Feature selection techniques are applied to the UCM dataset and compared with the OG-WOA technique, as in Table 3 and Fig. 10. The PSO, FOA, and GWO have limitations of local optima trap and lower convergence in the feature selection. The WOA model has a limitation of lower exploitation and tends to lose potential solutions in the classification. The Optimal Guiding technique increases the exploitation by changing the position of the search agent based on a higher fitness value.

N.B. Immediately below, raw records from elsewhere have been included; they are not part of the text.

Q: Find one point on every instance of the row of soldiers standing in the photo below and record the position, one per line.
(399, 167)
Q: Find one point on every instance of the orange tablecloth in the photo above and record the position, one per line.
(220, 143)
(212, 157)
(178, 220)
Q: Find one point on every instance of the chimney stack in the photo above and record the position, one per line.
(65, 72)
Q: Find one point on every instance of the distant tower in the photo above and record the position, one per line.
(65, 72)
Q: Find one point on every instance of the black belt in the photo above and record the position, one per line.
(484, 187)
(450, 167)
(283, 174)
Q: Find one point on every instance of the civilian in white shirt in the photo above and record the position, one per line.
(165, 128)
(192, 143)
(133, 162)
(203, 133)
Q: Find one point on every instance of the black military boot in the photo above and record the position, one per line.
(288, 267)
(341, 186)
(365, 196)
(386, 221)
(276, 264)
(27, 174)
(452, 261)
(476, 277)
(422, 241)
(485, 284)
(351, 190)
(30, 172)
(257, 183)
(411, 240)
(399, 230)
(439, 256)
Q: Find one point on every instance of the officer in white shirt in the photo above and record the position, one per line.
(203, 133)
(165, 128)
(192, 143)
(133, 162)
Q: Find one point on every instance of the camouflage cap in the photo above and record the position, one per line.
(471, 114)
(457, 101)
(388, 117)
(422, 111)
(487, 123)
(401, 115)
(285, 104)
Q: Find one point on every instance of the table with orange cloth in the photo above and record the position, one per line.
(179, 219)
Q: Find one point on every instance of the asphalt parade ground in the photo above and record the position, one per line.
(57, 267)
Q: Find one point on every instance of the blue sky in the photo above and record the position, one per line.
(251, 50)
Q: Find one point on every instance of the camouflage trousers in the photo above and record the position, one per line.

The OG-WOA technique has 99.34% accuracy, 99.44% sensitivity, and 99.31% specificity, GWO method has 93.22% accuracy, 93.8% sensitivity, and 91.7% specificity.

Fig. 10
figure 10

Comparison of feature selection methods on UCM dataset

The deep learning techniques of CNN, GAN, RNN and LSTM models are compared with the OG-WOA technique on the UCM dataset, as shown in Table 4 and Fig. 11. The CNN model has overfitting problem due to the generation of features in the models. The LSTM model stores the relevant features in long term and has a limitation of vanishing gradient problem. The OG-WOA technique has the advantage of increasing the exploitation process and selecting relevant features for classification. From the results, Bi-LSTM technique has 99.34% accuracy, 99.44% sensitivity, and 99.31% specificity, AlexNet model has 95.89% accuracy, 95.69% sensitivity, and 94.37% specificity on the UCM dataset.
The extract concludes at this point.